Whether a dose is considered treatment dose or prophylactic dose depends on the child's weight and health status. As Tami pointed out, the term prophylactic is misleading, because some Pandas kids may stay on a "treatment" dose for quite some time with the intention of preventing any flairs. So I wouldn't get too hung up on the terms. Regardless of dosage, the drug is identical. The terms prophylactic vs. treatment don't relate to difference in the composition of the drug being given. I strongly urge you to NOT pulse any antibiotic every 4th day. In terms of germ resistance, this is one of the worst things you could do. Germ resistance develops when germs are exposed to a low dose or short term dose of something that can kill them. If not given in strong enough dosage or long enough duration, the weak germs will be killed but the stronger ones will survive and pass on their resistance ability to their offspring, making that abx useless against that strain of germ. That's why people are urged to complete their abx script even if they start feeling better. You need to make sure the whole colony is destroyed, especially the longer surviving, stronger members. To pulse one dose every 4th day would encourage resistance, not guard against it. Pulsing is sometimes used for some infections of germs with long life cycles, such as lyme, which has a 4-5 week life cycle, or for biofilms, which also seem to have longer life cycles. But it generally isn't used for shorter life cycle bacteria such as strep. Zith roughly stays in the blood stream for 36 hrs, which is why you can get away with only 1 daily dose instead of 2. But I would not pulse in the way you described. If you feel your child should be on some sort of abx for a period of time, I would get an appt with a doctor knowledgeable about Pandas and the treatment strategies that are generally used. Probiotics should always be given when someone is on abx for any period of time, taken 2-3 hours away from an abx dose. This will protect her system far better than an incorrectly timed pulsing plan.

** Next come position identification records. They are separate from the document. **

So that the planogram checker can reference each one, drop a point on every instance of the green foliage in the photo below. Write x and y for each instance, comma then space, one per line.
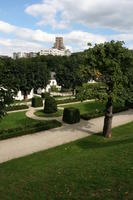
99, 113
63, 101
71, 115
37, 102
40, 113
111, 59
45, 95
29, 129
91, 91
93, 166
50, 105
53, 88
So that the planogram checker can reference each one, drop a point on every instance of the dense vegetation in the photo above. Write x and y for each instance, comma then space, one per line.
110, 64
17, 124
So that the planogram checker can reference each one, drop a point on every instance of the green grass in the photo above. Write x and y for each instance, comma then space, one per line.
93, 168
87, 106
15, 120
17, 124
40, 113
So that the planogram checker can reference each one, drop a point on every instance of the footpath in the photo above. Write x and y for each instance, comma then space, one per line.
28, 144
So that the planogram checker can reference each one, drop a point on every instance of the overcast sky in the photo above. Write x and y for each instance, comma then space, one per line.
30, 25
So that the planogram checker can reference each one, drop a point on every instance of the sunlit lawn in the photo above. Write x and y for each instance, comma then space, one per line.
93, 168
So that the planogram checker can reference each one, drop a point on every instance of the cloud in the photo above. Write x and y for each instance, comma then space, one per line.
8, 46
24, 39
112, 14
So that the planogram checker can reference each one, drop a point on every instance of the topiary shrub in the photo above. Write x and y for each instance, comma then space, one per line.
37, 102
45, 95
50, 105
71, 115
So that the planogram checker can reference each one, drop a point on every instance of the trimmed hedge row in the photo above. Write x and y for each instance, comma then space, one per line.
17, 107
63, 101
41, 126
50, 105
37, 102
91, 115
71, 115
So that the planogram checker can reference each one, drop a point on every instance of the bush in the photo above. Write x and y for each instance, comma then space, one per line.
45, 95
100, 113
129, 104
17, 107
40, 126
37, 102
50, 105
71, 115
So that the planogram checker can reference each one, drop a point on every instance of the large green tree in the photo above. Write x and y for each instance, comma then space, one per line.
31, 74
112, 60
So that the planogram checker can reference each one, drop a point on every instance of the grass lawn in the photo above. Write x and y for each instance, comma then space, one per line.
40, 113
87, 106
14, 120
17, 124
93, 168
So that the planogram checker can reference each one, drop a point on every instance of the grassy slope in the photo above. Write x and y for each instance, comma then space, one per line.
93, 168
14, 120
87, 107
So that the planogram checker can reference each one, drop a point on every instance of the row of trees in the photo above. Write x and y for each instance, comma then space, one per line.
110, 64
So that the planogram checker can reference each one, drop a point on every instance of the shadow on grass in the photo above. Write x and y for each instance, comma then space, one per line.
84, 144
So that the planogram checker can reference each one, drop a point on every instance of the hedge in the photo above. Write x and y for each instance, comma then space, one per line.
45, 95
17, 107
50, 105
63, 101
41, 126
37, 102
71, 115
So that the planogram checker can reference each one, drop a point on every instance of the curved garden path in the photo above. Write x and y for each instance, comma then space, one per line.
31, 111
28, 144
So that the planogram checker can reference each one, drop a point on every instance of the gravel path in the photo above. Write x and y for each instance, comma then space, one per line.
25, 145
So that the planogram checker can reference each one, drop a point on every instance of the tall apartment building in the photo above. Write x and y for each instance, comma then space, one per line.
59, 43
24, 55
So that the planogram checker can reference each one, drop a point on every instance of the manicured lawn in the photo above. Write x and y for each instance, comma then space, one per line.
87, 106
40, 113
93, 168
14, 120
17, 124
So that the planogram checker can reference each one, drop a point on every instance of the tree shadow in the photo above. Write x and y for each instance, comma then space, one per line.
87, 144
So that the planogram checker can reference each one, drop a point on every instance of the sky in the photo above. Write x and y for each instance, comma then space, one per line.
31, 25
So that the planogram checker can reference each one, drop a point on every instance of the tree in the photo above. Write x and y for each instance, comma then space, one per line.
69, 72
8, 84
111, 59
31, 74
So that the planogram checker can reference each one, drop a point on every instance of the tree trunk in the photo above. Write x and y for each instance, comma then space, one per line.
25, 96
107, 128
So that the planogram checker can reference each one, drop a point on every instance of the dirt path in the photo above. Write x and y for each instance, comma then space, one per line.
25, 145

Let me know what you find our re: costs. DH is headed to an integrative MD in a few weeks for chronic fatigue etc. Had a tick bite last summer before we knew the nastiness of lyme. Our GP only gave 2 days of doxy initially and then after I kept nagging for a week, gave another two weeks. So an Igenex basic panel is less than ideal for him. He hasn't been on abx, so a culture is very intriguing if affordable.

Michael, Thanks for your perspective. That makes it a little clearer. I hope your recovery is progressing well. Did you go back to work today?

Thanks. I suppose that's to make sure enough of the buggers aren't in cyst form.

Where does it say you need to be off abx for 4 weeks? Can't find that.